Вопрос об истинности сообщений ставился уже тогда, когда начали собираться хадисы. Дело в том, что их собиратели столкнулись со сложной проблемой: оказалось, что хадисы не совпадают в деталях, а порой противоречат друг другу. Более того, выяснилось, что существует масса ложных, сочиненных хадисов. Критерий истинности хадисов не мог быть ни научным, ни даже основанным на здравом смысле, ибо, с одной стороны, хадисы часто касаются сверхъестественных предметов, с другой стороны, хадисы, даже явно вымышленные, иногда вовсе не противоречат здравому смыслу.

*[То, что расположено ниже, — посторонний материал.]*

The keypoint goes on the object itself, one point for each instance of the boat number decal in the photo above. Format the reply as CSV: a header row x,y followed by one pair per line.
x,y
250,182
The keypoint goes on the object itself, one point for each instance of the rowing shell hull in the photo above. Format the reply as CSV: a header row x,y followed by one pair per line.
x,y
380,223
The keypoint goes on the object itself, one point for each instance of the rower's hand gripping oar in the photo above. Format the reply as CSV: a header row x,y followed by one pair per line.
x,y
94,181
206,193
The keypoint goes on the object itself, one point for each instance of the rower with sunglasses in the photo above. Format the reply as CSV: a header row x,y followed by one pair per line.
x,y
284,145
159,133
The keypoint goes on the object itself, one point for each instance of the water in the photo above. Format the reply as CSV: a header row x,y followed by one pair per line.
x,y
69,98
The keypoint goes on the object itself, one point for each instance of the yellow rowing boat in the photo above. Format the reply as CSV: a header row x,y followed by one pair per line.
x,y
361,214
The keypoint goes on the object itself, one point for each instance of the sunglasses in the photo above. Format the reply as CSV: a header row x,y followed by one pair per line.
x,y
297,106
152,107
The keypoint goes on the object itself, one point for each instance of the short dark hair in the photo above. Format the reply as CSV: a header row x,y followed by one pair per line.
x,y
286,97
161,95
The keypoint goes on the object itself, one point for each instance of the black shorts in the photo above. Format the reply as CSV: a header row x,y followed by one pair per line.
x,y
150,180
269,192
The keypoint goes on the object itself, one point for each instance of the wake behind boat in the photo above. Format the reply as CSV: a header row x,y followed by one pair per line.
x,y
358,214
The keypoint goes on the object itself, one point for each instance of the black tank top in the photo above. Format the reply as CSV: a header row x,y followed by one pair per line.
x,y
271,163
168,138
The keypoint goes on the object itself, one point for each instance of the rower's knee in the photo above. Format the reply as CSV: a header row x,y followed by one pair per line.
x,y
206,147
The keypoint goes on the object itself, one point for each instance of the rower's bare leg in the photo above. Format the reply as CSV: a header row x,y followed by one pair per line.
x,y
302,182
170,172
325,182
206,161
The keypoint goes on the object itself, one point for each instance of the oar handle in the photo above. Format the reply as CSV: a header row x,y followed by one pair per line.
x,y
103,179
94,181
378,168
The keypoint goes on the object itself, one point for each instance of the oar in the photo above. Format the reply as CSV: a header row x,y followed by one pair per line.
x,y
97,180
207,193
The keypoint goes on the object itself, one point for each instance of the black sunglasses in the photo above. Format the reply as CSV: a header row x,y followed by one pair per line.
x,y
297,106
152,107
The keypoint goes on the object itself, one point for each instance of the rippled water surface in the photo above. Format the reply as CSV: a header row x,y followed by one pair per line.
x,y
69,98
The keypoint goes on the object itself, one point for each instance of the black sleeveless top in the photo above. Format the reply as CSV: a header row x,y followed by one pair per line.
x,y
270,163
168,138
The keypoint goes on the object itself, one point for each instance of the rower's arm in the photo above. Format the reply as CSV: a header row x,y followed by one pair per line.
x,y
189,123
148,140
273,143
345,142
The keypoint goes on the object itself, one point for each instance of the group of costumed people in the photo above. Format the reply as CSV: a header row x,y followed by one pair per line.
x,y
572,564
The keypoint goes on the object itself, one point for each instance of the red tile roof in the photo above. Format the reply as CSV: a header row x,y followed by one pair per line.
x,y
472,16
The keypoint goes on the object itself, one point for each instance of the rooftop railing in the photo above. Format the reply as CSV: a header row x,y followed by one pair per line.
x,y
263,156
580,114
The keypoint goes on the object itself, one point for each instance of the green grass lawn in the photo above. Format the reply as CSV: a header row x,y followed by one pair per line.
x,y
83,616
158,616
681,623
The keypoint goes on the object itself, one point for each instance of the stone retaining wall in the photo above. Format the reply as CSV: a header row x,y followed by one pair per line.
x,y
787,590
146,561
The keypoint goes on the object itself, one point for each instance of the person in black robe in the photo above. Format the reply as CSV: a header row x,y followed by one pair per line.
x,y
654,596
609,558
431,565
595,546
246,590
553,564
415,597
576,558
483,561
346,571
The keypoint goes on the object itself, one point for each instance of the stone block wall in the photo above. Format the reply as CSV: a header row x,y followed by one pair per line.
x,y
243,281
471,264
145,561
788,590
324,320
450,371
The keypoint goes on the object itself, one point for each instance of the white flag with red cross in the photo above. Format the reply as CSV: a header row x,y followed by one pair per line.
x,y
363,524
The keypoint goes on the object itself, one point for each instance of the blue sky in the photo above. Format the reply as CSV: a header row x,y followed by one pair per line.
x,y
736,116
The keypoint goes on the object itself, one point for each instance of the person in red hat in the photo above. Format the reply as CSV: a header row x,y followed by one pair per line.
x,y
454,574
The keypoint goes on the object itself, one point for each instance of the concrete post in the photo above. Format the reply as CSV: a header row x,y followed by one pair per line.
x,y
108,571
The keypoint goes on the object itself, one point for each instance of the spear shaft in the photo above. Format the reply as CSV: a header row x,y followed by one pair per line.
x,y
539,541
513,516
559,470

В рамках хадисоведения метод установления достоверности сообщений о пророке был основан на выяснении праведности, т. е. правдивости тех, кто их передавал. К факторам, определявшим праведность, относились степень близости рассказчика к пророку, его происхождение, характер участия в жизни общины, имущественное положение («Не принимайте хадисы, передаваемые бедняками, ибо они обманывают вас»), черты характера (честность или лживость, сильная или слабая память) и т. п. Выделялись «сильные» и «слабые» хранители хадисов и соответственно «сильные», т. е. достоверные, и «слабые», т. е. сомнительные, а также «сочиненные» хадисы, т. е. явно недостоверные. С выходом тариха за пределы вспомогательной религиозной дисциплины вопрос о критерии истинности исторических сообщений встал с еще большей остротой, ибо критерий «праведности» был крайне субъективным: он основывался в конечном счете на вере в «праведность» сообщений о «праведности» хранителей хадисов. Задачу выработки принципов установления достоверности сообщений, касающихся как прошлого, так и настоящего, взял на себя Ибн-Хальдун. Он разделяет тарих на две части. Во-первых, это «сообщения, связанные с божественным законоустановлением», об истинности которых ученый судить отказывается. Во-вторых, это «сообщения о событиях, действительно происходящих», по отношению к которым только и ставится вопрос об установлении их истинности в рамках научной историографии (см. 6, 37. Приложение, с. 125). Но объективно критика Ибн-Хальдуна была направлена как против светской историографии, так и против религиозного тариха, поскольку вся историография до него была так или иначе связана с исламом. Перечисляя историков, своих предшественников, Ибн-Хальдун называет ат-Табари, ас-Саалиби, аз-Замахшари, аль-Бухари, Ибн-Исхака, аль-Масуди и аль-Бакри (см. 6, 14; 28; 32 и сл.). Это перечисление — еще одно подтверждение того, что история (тарих) в арабоисламском мире была самым непосредственным образом связана с религией (так, ат-Табари, в частности, был не только историком, но вместе с тем и теологом, знатоком хадисов; аз-Замахшари был толкователем Корана и т. д.). Вот почему критика Ибн-Хальдуна направлена против «историков, толкователей Корана и великих хранителей хадисов» (там же, 9).